I can’t believe that I’m the only one who feels short on energy and gas when winter rolls around.
Winter takes everything a step-down
By Matthew Fraser, Editor in Chief
I almost didn’t make it out of bed this morning.
My pillow held my head down and my blanket was like a strap across my chest. If I say I fought mightily I hope you would believe me. The struggle lasted for minutes that could have been hours but in hindsight, it felt like seconds. I won eventually though; I have a hard time writing in bed, so I had to make it to my desk somehow.
There was no school bell calling, just some numbers on my schedule. No car to heat up, just a slog to the SkyTrain. On the way there, that crisp, cold Vancouver air did wonders to shock a little bit of energy into me. Still, it was only a matter of time before I would meet that Queen sized vice grip again.
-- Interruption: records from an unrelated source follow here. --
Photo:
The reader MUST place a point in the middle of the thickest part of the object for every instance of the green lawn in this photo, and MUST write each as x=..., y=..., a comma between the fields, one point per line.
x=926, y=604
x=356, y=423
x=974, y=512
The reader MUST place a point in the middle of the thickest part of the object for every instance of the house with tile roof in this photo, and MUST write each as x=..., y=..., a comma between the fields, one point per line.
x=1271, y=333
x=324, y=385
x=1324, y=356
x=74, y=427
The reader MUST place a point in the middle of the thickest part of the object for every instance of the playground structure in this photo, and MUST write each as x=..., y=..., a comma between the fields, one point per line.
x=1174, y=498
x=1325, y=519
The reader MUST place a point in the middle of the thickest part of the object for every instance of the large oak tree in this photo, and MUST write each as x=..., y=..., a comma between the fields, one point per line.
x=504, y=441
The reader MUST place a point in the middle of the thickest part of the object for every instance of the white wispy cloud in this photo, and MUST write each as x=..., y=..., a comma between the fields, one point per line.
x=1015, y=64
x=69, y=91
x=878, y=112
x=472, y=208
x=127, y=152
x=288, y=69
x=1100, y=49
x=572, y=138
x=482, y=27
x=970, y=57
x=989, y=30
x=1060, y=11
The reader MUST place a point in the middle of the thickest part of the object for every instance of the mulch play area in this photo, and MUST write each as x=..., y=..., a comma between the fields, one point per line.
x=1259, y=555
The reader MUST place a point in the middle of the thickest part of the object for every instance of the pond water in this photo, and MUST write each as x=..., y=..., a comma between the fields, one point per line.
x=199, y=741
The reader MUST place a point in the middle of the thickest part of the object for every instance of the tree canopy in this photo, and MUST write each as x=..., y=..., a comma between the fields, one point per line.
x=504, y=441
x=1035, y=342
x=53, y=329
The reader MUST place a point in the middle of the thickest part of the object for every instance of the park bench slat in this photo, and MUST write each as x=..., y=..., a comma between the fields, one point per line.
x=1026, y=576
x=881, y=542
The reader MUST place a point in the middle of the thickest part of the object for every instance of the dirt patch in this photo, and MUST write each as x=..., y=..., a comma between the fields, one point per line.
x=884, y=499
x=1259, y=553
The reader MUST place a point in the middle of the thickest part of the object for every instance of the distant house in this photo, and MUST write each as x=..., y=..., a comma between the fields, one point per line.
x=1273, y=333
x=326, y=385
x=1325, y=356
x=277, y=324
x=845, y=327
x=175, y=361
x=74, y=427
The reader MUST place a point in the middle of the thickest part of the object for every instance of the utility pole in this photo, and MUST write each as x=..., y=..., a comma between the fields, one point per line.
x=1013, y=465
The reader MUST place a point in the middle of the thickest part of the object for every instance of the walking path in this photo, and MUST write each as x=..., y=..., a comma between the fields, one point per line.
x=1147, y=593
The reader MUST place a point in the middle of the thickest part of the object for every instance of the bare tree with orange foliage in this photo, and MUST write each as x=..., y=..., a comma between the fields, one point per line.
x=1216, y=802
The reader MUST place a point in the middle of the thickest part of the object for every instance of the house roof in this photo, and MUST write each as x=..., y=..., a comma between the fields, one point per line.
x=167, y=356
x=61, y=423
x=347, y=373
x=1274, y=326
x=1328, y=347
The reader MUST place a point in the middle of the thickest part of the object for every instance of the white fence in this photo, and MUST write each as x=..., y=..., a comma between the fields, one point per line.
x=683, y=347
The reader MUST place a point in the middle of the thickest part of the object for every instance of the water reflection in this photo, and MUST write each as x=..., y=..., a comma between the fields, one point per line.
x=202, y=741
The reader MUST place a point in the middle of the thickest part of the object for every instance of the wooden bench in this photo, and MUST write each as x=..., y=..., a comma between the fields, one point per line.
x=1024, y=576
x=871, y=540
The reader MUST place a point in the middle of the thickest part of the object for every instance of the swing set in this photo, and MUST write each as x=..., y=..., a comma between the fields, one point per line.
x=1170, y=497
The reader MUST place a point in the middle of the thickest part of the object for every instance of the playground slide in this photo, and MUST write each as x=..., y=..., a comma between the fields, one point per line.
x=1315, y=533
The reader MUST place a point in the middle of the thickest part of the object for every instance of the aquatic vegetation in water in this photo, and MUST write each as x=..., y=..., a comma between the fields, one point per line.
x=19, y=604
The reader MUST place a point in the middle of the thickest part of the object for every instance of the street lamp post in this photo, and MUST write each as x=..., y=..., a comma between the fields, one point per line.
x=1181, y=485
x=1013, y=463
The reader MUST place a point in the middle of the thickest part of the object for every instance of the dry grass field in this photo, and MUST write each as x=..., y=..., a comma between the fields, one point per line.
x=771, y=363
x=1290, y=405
I say this like it only happened today; the reality, I almost haven’t made it out of bed every day since mid-September or so. It’s like there’s not enough sleep to put gas back in the tank and not enough sunlight to jolt me in the morning. I go through the day rebuilding my stores of energy just to have it sucked out in the late evening as I succumb to the nightly trance called sleep. Once in that cotton prison of a bed, just enough is given to be refreshing, but never enough to make waking up and rising from it easy.
It doesn’t help that I don’t drink coffee. I thought and hoped that daylight savings time would give me a little help, but that only lasted for a week.
Maybe we should officially move everything back to 10 am in the winter instead of whatever god-awful time we currently consider acceptable right now. Wouldn’t that be nice? We can let the early birds go out, get the worm, and have the roads to themselves while the rest of us wallow in our pillows. It can’t just be me who finds this massively appealing.
I can’t believe that I’m the only one who feels short on energy and gas when winter rolls around. Certainly, someone else feels perpetually a gear lower than they normally would be once the O and N months come around. I know Seasonal Affective Disorder is real, but I think that’s a step too far. This is just a strange and long-lasting downshift in the internal machine. Like all your energy went south for the holidays and forgot to give your brain advance notice.
Mayhaps the internal caveman ancestor is warning his long-disconnected ancestor of the perils of winter and the need to conserve energy. Maybe that’s why my pillow will nearly win tomorrow.